In the “Deep State: Inside the Government Secrecy Industry,” Marc Ambinder and D.B. Grady report that the incident occurred while Ahmadinejad was in New York to give a speech at the United Nations. As he and his entourage were getting into their motorcade one morning, a Secret Service agent discharged a shotgun in the direction of the Iranian delegation, allegedly by accident.

Ahmadinejad and the Iranian delegation reportedly looked in the direction of the shooter before going on their way.

“When I read that, I remember closing my eyes,” a source who read the intelligence brief on the subject at the time told Ambinder and Grady, indicating that White House officials feared Ahmadinejad would use the incident as a mallet to bash the United States.

But to the surprise of the White House, Ahmadinejad never mentioned it in public.

Ahmadinejad is currently finishing up the final months of his 8-year, two-term tenure as Iranian president.

UPDATE 6:42 p.m.: 

Secret Service spokesman Edwin Donovan tells The Daily Caller that the claims in the book excerpt, including the year of the incident, are “not accurate at all.”

“I mean, the year is off, the weapons are off, the location’s off,” he said. “There’s nobody in the vicinity.”

Donovan also provided an emailed statement on the Secret Service’s position on the matter.

“In September of 2007, one of our personnel assigned to the Iranian presidential protective detail accidentally discharged one round from a Heckler & Koch MP-5 into the floorboard of a Secret Service vehicle while conducting an equipment inspection,” he said in the statement.
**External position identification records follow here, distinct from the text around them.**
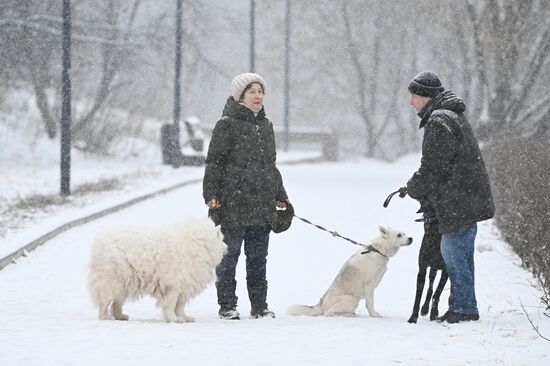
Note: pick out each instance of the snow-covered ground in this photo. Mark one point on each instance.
(46, 316)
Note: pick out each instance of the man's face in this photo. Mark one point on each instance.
(418, 102)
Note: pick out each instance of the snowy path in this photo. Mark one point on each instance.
(46, 317)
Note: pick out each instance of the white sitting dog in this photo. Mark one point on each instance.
(173, 264)
(357, 279)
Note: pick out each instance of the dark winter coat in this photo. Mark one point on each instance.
(240, 169)
(452, 174)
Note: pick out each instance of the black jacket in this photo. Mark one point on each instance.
(240, 169)
(452, 174)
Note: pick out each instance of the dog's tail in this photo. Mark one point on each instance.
(305, 310)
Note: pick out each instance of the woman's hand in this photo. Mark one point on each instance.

“At the time of the discharge the vehicle was parked in a motorcade staging area at the United Nations. There were no protectees or foreign security personnel in the vicinity of the vehicle at the time of the discharge. There were no injuries sustained by anyone as a result of the incident.”

“The Secret Service takes weapons handling and safety very seriously and a full investigation was conducted by our Inspection Division at that time,” the statement continued. “This matter was handled internally and in an appropriate manner.”